Yesterday church was a bit off kilter for me.

I had scheduled “The King of Love” by Edward Bairstow. This is a hoary old anglican type choir/organ piece. I have been working on with with the choir for weeks, but rehearsal attendance has been sporadic. I had a completely different group on Sunday than in any rehearsal in the last month.


This group is used to pulling itself together at the last minute and then singing very loudly. Both things drive me a little crazy as a choir director and I have been working against it.

One woman actually left during the pregame rehearsal never to return. I though I offended her with running the pre-game rehearsal past her personal limit for practicing in the church (two choir members have complained loudly that the choir should not be rehearsing right up until time for church. Which is something we actually never do. Because if we rehearse late, we still wait a bit until starting church to give the requisite time for everyone to settle down for prayer. Even though I have said this to these people, it doesn’t seem meet their personal criteria for how it should be done.)
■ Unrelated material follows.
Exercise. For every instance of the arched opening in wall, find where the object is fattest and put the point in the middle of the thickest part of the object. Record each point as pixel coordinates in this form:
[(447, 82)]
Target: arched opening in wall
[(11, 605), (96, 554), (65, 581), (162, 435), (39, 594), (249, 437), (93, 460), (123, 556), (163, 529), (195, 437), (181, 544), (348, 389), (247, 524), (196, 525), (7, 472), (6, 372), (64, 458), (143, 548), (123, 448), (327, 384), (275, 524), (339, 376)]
I found out later that she was ill.

During church I had a series of mishaps. Very small ones but still disconcerting. Little mistimings on my part which usually I can pull off pretty gracefully. But not yesterday.

I had scheduled a devilishly difficult (for me) prelude. Often my hardest pieces don’t sound hard. This was one of those. It was based on the tune the anthem was based on and was by another English pastoral composer (like Bairstow) named Henry Ley. I probably shouldn’t have scheduled it. I had a perfectly good piece by another anglican Alec Wyton based on the same tune. I just thought it would be cool to have two English pastoral pieces in the same service.
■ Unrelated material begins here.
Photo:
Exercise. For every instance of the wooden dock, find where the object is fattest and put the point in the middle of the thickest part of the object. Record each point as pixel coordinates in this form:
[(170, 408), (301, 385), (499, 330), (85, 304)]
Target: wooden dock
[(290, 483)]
So I was practicing this one right up until the last minute. As often happens the sections I worked on went pretty well, but I managed to blow other sections. Ahem.
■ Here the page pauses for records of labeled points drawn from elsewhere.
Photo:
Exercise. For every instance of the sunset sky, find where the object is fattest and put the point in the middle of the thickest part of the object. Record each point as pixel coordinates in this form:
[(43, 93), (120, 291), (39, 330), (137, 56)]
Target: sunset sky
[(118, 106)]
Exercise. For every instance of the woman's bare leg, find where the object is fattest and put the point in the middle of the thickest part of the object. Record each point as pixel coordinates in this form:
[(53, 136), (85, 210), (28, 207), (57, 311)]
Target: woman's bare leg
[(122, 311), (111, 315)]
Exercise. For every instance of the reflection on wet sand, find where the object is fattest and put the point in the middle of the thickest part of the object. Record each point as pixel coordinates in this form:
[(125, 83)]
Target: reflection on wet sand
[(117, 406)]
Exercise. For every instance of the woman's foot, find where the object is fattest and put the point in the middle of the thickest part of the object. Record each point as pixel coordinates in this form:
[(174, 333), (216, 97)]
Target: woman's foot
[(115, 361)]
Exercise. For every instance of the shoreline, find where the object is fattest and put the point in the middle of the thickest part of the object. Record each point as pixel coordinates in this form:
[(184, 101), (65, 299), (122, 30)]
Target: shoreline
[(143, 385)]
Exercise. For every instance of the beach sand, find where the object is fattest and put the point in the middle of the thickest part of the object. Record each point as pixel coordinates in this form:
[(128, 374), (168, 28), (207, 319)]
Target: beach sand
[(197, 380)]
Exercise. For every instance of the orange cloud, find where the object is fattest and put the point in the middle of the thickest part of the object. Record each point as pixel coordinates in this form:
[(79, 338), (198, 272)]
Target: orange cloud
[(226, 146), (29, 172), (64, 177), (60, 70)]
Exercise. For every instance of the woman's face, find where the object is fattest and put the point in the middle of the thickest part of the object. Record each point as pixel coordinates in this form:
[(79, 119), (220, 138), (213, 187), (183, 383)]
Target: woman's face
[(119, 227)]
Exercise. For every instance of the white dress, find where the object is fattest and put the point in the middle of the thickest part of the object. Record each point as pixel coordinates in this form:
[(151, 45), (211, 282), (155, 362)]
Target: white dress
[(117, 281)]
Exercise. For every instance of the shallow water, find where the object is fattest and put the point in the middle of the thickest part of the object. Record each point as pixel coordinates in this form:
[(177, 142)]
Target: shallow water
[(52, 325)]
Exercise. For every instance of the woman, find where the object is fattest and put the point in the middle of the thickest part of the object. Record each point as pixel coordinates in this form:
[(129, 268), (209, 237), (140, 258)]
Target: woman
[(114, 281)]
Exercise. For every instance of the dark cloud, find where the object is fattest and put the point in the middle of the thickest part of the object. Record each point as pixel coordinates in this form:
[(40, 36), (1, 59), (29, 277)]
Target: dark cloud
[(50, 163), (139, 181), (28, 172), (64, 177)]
Then during the anthem, I missed pushing a general stop and had to increase the organ sound with the crescendo pedal. This usually works but the anthem winds down at the end and Bairstow ends with the same quiet flute solo he began. As I pushed down the crescendo pedal I thought with horror, “Omigod, now how am I going to transition back to the correct sounds?” I managed to do this. But of course it wasn’t as graceful as what I had planned.

I take pride in my ability to play organ and conduct at the same time. It’s something I was taught to do by my teacher Ray Ferguson (and he was taught to do by his teacher Helmut Walcha).


The problem I have with my present crew of singers is they don’t always watch me. So I have my hands full just trying to conduct them. When I am conducting from the console I am further away and have less of a range of possible gestures.

Everything came off okay. It usually does. But I like to work a bit beyond doing okay and actually have some musical moments.

The postlude was by William Walond. I mention it here because once again the bulletin was fucked up and my postlude (inadvertently?) omitted.

Ah well.

Today I have nothing scheduled. I think I need a bit of time off.